In Lake Michigan, just off the shore of Sleeping Bear Sand Dunes sit the islands of North and South Manitou. The Native American legend tells that the islands are the lost cubs of a mother bear that fell asleep on the shore waiting for her cubs to return. They never did and sand covered the mother, creating the 450 foot high dune in northwest Michigan. Today the dunes and islands are part of the Sleeping Bear National Lakeshore and administered by the National Park Service.

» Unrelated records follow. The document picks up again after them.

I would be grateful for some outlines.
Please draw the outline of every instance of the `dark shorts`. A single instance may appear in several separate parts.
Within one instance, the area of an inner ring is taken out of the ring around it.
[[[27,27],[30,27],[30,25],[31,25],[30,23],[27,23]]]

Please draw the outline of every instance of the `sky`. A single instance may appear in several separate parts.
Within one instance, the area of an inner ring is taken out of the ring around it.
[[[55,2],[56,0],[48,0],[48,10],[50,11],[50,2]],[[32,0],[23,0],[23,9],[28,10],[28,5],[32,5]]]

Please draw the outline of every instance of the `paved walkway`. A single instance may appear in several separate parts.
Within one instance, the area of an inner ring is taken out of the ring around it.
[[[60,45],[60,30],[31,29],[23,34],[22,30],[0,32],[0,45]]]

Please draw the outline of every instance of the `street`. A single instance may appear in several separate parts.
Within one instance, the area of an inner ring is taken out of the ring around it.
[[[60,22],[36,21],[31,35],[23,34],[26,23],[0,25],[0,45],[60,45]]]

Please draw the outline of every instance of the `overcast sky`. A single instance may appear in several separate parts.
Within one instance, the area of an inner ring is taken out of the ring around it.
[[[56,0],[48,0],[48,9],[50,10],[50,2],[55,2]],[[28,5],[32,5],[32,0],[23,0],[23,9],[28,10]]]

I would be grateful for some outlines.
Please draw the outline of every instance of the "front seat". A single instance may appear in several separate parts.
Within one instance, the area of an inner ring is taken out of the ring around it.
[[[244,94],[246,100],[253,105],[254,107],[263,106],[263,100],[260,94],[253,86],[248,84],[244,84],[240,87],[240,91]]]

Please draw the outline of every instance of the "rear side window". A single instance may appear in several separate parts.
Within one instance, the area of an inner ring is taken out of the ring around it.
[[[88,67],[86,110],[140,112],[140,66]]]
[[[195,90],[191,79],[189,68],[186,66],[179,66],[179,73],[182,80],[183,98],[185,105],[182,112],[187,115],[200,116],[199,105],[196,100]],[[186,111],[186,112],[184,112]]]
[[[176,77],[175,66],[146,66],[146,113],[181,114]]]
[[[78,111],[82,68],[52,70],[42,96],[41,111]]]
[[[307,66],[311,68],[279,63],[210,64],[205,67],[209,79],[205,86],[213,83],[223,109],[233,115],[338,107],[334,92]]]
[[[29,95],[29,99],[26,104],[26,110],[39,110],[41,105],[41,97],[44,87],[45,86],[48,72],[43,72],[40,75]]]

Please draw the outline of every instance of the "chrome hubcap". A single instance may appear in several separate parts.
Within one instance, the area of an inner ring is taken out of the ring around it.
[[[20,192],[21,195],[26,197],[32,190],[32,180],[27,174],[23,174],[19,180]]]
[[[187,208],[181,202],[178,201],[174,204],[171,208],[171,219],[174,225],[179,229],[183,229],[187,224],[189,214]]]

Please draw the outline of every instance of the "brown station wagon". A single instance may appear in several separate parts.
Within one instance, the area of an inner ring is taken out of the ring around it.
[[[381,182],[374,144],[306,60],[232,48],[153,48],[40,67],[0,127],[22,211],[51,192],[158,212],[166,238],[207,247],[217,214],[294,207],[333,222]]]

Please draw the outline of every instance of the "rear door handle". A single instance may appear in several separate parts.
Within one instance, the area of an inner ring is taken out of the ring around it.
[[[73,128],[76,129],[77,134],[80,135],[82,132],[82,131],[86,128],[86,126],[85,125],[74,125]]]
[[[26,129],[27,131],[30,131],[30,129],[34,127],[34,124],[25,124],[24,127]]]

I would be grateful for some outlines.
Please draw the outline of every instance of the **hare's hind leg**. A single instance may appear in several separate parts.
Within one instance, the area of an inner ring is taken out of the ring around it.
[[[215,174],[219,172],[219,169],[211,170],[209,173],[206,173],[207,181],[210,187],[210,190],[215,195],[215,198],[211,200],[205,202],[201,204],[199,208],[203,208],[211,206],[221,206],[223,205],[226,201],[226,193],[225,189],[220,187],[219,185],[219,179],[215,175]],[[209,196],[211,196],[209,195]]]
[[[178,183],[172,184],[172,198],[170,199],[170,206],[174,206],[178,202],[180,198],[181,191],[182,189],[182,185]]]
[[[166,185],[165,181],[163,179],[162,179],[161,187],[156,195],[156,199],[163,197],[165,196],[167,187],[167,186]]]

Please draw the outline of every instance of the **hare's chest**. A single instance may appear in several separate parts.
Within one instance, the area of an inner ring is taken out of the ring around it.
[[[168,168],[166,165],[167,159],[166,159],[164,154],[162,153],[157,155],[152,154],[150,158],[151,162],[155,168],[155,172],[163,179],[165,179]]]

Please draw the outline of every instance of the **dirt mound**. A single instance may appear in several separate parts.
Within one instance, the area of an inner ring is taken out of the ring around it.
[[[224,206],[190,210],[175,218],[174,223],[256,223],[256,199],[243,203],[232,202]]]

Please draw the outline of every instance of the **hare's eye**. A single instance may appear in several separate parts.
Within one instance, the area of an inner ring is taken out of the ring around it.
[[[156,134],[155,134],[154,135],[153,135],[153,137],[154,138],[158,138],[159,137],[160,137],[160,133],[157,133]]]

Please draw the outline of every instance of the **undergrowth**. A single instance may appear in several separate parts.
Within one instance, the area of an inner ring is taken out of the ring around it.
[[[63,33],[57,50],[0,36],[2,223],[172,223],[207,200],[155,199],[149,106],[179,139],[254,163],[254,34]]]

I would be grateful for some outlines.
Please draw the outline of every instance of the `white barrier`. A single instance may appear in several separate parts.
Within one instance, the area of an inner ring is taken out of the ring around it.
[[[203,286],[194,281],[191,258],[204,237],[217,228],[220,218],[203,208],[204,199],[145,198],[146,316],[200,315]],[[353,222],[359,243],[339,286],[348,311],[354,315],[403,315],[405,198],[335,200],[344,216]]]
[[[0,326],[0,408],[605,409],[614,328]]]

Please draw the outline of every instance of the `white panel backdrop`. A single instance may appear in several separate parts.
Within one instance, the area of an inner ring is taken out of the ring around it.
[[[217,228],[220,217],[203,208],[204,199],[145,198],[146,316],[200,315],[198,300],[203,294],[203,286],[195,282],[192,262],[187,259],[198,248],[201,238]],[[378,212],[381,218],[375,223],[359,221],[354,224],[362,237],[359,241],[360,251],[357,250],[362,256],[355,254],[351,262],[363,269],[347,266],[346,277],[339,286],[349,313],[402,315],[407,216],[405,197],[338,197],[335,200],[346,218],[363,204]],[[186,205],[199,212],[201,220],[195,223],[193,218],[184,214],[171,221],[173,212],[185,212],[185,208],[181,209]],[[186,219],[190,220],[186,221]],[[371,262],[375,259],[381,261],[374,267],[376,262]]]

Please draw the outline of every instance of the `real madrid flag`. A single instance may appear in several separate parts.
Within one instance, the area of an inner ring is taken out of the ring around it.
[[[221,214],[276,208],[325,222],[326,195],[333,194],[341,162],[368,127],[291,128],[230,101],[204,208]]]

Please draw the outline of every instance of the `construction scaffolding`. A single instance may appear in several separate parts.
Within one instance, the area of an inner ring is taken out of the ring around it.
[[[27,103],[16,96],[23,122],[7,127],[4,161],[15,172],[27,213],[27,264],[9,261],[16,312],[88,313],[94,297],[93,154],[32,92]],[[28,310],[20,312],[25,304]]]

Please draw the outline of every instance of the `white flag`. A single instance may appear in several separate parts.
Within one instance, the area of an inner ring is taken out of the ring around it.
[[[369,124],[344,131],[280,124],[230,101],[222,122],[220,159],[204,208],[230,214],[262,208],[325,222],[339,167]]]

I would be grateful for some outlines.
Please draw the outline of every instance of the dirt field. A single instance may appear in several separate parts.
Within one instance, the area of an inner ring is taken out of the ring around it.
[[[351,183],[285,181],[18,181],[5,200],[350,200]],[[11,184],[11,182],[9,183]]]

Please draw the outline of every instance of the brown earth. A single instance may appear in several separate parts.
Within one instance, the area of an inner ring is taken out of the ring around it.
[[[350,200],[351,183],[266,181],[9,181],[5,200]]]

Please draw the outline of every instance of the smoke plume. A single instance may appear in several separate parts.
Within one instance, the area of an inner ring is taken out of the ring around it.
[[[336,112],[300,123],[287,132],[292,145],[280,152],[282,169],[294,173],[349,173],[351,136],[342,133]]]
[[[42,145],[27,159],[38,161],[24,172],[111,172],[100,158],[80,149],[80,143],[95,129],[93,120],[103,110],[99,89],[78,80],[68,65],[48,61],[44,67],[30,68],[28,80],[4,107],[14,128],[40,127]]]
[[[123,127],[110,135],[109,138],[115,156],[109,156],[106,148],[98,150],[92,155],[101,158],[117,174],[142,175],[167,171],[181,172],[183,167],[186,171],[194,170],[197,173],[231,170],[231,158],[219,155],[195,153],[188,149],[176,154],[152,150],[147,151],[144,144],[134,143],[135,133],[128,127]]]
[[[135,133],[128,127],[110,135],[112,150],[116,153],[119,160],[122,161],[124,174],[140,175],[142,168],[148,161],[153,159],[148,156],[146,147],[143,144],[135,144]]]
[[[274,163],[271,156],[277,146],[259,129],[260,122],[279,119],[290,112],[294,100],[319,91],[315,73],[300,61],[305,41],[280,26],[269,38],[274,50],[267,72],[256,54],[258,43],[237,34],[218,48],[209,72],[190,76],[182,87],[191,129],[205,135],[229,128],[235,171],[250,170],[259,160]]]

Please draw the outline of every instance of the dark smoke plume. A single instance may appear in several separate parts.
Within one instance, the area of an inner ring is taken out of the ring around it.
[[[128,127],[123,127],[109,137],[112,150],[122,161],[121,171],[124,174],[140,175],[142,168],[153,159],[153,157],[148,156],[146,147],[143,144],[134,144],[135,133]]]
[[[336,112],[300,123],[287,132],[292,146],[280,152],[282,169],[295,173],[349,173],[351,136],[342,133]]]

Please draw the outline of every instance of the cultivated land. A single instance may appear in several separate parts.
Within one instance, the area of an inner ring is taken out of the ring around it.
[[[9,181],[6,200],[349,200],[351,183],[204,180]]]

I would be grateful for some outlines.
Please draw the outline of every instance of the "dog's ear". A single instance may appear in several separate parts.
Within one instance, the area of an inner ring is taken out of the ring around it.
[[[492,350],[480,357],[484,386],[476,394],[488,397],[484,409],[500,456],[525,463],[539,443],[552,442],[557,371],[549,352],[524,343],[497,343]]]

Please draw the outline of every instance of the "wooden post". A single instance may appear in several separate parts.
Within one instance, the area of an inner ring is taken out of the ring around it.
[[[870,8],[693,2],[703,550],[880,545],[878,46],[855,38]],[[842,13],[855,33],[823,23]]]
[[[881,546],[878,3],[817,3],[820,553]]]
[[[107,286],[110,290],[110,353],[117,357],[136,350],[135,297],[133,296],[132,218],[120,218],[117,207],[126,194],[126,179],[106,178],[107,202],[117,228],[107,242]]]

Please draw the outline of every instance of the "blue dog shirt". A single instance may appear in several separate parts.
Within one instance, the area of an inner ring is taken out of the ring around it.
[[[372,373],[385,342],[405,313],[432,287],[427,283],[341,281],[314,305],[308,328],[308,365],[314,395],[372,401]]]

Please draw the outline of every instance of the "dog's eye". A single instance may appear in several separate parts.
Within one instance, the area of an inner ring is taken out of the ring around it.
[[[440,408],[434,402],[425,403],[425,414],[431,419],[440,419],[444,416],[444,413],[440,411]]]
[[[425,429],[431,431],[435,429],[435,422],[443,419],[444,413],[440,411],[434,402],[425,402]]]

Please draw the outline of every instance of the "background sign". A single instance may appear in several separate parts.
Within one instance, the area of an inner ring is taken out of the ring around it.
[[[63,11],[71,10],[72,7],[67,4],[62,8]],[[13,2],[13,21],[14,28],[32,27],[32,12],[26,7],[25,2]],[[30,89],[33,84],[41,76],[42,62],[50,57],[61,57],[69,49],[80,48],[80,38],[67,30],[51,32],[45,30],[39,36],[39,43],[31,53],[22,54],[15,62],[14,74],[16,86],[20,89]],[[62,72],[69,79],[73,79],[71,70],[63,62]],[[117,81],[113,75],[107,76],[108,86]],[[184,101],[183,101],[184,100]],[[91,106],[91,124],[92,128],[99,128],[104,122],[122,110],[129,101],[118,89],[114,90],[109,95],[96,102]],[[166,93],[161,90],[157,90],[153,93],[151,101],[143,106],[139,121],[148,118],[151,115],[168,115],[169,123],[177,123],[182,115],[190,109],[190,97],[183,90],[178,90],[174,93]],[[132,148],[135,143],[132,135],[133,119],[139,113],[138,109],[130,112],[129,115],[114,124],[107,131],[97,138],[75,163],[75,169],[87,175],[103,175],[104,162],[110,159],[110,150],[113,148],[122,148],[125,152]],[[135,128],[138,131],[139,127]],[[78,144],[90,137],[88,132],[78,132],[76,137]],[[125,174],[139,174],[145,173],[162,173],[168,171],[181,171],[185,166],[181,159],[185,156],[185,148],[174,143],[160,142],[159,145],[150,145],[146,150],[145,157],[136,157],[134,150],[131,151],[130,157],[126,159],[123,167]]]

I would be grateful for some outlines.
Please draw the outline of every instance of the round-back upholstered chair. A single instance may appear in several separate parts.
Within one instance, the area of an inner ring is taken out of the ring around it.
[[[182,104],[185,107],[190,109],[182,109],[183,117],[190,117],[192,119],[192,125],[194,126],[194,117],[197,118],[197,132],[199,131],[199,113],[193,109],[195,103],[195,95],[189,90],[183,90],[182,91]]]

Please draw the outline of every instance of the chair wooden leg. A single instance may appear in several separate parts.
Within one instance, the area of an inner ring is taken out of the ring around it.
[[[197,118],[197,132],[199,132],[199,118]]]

The only way to reach the islands is by boat. During the summer the Manitou Island Transit runs a twice daily ferry service to both islands. The ferry schedule is available on their web site. North Manitou is larger and with fewer services. It is managed as a wilderness area. A visitor to this island should be prepared for a primitive experience. South Manitou by contrast is the place to be. There is a Coast Guard Station and lighthouse that are open to visitors. Scattered across the island are the remains of farms dating back to the 1870’s. There is also a shipwreck that is visible from shore.
South Manitou is a great place for hiking and backpacking. The old farm roads make great trails and it’s easy to follow the beach around the island. The trails lead to scenic vistas, an old school house, and a stand of virgin cedar trees that is over 500 years old. There are three hike-in campgrounds on the shores of the island. The Bay campground is closest to the ferry dock. The Weather Station campground offers great views back to Sleeping Bear Sand Dunes. The Popple campground is the farthest from the dock, a hike of almost seven and a half miles.
South Manitou Island provides a great overnight, or several night, camping and hiking adventure. Plus the lack of city lights makes for some excellent star gazing.